‘John Candy: I Like Me,’ a portrait of the late actor, opens the Toronto International Film Festival with laughter, tears, and more laughter
By David Fear Rolling Stone
September 5, 2025
Long before John Candy became a household name outside of Canada, the comedian would occasionally adopt a persona that his friends and colleagues dubbed “Johnny Toronto.” Unlike the often shy, overly genial guy who used to disappear into the background of Second City ensemble scenes, Johnny was brash, bold, a guy who had the city in his back pocket. You want a reservation at the hottest joint in town? Johnny Toronto has got you covered. Who just bought a round of drinks for the whole bar? Johnny Toronto is the guy picking up the tab. Hey, where did all those pretty ladies go? They just got into Johnny Toronto’s limo and are heading out to the club.
It was another character that Candy created, a fictional mover and shaker that he could trot out as easily as the showbiz suck-up William B. Williams, the egomaniacal Johnny LaRue, or the polka-music legend Yosh Schmenge. This one just happened to exist in the real world as opposed to the small screen. He shared the actor’s generosity of spirit and love of a good time. Unlike Candy, Johnny Toronto was confident, cool, unflappable — the alpha alter ego, often used to hide insecurities about his size, his insecurities, the hole carved into his giant heart from a central trauma that he never got over. The cruel world could crush Candy. Nothing could harm Johnny Toronto.
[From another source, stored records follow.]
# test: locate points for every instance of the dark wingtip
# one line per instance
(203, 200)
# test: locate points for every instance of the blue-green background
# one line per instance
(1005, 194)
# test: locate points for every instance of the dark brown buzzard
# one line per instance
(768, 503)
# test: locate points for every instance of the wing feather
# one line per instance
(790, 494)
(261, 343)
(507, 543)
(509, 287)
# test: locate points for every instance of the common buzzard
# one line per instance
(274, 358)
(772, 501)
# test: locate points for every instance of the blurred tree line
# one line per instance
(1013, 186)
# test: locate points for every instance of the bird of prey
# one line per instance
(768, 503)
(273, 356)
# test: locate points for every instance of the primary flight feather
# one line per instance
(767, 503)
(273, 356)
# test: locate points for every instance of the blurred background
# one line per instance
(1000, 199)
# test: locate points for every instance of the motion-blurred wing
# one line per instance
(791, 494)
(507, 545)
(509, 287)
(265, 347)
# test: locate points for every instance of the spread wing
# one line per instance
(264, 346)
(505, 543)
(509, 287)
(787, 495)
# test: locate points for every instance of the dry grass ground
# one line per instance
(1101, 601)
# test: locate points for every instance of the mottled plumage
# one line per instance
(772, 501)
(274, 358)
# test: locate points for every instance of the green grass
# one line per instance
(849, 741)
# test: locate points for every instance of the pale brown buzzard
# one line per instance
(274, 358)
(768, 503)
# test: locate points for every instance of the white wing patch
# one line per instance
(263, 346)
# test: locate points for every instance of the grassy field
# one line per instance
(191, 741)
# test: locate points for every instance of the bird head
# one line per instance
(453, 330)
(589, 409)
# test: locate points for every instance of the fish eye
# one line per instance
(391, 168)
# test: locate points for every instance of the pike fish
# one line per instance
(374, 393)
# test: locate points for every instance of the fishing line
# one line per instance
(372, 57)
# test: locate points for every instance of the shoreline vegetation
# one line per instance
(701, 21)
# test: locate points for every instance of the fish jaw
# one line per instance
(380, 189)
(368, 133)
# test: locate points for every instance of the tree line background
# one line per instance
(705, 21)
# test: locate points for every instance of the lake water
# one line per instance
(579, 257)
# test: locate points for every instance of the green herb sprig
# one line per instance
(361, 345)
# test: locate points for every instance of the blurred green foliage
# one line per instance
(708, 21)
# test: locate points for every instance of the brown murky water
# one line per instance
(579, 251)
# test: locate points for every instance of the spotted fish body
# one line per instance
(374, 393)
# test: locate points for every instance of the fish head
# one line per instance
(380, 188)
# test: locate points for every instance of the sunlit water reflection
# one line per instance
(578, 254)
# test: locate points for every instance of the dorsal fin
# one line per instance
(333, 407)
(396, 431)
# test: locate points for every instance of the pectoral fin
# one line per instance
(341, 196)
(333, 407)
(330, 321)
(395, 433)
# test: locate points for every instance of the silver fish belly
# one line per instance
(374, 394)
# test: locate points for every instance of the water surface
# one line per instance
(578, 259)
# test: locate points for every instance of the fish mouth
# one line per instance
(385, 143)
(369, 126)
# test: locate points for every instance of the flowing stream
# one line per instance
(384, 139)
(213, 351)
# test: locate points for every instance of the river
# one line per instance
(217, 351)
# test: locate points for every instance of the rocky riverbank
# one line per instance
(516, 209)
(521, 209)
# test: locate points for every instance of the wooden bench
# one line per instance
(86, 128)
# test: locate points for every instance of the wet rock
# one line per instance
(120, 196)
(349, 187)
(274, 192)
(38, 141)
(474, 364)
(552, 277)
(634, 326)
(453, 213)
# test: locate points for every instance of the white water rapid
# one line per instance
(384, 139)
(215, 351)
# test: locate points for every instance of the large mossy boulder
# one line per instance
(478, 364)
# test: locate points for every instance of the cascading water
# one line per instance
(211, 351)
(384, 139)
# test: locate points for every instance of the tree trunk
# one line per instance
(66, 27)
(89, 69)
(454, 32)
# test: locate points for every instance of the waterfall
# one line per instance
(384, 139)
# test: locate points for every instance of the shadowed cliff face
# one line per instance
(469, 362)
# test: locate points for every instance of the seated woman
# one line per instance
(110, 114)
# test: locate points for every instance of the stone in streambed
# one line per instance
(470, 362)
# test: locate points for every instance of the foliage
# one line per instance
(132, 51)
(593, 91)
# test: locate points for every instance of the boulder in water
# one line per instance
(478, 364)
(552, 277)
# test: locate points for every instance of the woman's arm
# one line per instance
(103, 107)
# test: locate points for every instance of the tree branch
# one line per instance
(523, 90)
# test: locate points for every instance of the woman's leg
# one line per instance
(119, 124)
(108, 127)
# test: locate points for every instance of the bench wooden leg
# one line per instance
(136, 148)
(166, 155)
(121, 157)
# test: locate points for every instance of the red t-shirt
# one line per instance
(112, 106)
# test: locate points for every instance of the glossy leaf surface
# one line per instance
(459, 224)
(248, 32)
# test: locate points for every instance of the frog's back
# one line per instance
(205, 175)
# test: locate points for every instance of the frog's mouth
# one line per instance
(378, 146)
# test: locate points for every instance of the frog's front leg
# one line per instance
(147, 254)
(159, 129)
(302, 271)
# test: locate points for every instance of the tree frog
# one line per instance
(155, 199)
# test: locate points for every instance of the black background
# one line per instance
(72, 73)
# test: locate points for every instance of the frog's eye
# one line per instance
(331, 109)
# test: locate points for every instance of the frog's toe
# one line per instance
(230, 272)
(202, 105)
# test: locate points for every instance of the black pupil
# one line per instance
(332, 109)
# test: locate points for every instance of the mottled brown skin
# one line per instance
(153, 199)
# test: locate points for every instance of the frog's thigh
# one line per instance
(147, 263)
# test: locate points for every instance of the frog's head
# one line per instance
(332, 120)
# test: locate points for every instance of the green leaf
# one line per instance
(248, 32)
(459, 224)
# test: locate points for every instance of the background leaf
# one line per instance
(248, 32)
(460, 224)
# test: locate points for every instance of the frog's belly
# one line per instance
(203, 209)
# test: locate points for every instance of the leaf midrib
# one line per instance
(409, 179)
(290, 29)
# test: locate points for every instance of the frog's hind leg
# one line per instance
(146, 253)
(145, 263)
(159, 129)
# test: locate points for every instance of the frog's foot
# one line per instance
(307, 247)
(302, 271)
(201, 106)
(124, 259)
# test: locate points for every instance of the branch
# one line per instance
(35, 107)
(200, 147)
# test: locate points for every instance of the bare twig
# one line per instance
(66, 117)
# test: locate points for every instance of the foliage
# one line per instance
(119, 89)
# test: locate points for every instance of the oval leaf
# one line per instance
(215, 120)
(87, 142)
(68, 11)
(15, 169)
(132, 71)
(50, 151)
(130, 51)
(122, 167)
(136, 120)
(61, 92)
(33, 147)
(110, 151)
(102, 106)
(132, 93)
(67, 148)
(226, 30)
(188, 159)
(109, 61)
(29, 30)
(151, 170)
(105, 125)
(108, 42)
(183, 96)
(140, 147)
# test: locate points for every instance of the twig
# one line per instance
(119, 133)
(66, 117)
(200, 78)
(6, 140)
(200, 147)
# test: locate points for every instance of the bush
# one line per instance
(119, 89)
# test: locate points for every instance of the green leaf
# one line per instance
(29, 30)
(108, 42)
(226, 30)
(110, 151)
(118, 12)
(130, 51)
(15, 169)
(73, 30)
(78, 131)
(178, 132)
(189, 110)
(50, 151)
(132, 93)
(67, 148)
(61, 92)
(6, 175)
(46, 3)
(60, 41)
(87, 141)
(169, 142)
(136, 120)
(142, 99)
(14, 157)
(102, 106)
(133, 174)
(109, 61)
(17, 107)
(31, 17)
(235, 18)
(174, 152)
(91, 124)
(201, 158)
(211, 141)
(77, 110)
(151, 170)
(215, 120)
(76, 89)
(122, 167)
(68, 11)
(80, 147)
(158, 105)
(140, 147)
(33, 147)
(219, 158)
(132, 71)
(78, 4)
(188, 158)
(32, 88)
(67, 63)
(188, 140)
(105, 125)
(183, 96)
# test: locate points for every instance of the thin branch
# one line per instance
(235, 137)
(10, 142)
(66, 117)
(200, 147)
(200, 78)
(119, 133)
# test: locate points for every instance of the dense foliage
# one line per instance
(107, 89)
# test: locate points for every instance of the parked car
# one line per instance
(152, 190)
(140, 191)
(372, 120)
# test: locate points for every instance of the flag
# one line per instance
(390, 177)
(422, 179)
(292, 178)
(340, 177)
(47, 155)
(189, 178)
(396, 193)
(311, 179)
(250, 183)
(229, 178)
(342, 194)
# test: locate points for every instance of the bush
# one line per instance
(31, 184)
Fake surname or not, there may not have been a more appropriate movie to kick off the 50th Toronto International Film Festival than John Candy: I Like Me, an extremely loving tribute to a Canadian icon who was, by all accounts, the easiest guy in the world to love. Produced by superfan Ryan Reynolds and directed by Colin Hanks, this documentary isn’t full of jaw-dropping revelations and dug-up dirt; it opens, in fact, with Candy’s fellow Second City partner Bill Murray complaining that no one, including himself, will have a bad thing to say about the guy. (To his credit, Murray eventually remembers one anecdote about Candy “milking” his lines during a staged reading of a play directed by Sydney Pollock.) There isn’t a dark side that gets dragged into the light, though you’ll hear about Candy experiencing dark nights of the soul. This is the polar opposite of, say, a project designed to be controversial, confrontational and put TIFF on the defensive. It’s a valentine to someone who, 31 years after his death at age 43, remains one of the Great White North’s favorite sons. And it will break your heart.
Candy didn’t wear that particular internal organ on his sleeve so much as model whole outfits made out of it, and the sheer abundance of his authentic niceness is I Like Me‘s prime running motif. As Murray rightfully predicts, no one has a bad thing to say about John, though you’ll hear a lot of concern expressed over how his sensitivity meant he bruised easily, and the way that his people-pleasing tendencies left him drained and exhausted. The early trauma of his dad dying from a heart attack in his thirties, which happened when John was just five years old, left a void in Candy that he spent decades trying to fill with food and drink. And applause, naturally — he was a performer, after all — though you won’t hear stories about adulation addiction here. This film is here to praise him and, regrettably, bury him, just not in a metaphorical sense. That Hanks shows you Candy’s funeral in 1994 and plays longtime friend Dan Aykroyd‘s eulogy over scenes of John horsing around with his kids, goofing around on set, etc., right up front, makes this perfectly clear. But it’s meant to celebrate the man first and foremost. I Like Me loves John. So does everyone who speaks on the record here, from Steve Martin to Tom Hanks to his SCTV costars to his family members. So do you.
The movie traces his early years, when a busted knee forced him to refocus his energy toward the stage. Friends essentially trick him into auditioning for the newly opened Second City in Toronto, and he gets in by virtue of a scene where he lets his scene partner yammer on while he simply listens and nods. His work with the improv group and his friendship with the cast of the legendary 1972 production of Godspell (which gets its own loving documentary at the fest this year as well) leads him to becoming part of SCTV, a sketch series that starts as a riposte to SNL and ends up surpassing it in terms of quality, if not longevity. If nothing else, Hanks’ doc serves as a reminder of how brilliant that show was, and how mind-bogglingly brilliant Candy was on it. Conan O’Brien, who once spent a day with Candy after inviting him to visit Harvard to receive an honorary award, tells the story of seeing a skit entitled “Yellowbelly,” in which Candy played the biggest coward in the wild west. It ends with him shooting a mother and child (!) in the back. O’Brien calls it his “Oppenheimer moment” in terms of humor. You can 100-percent see why.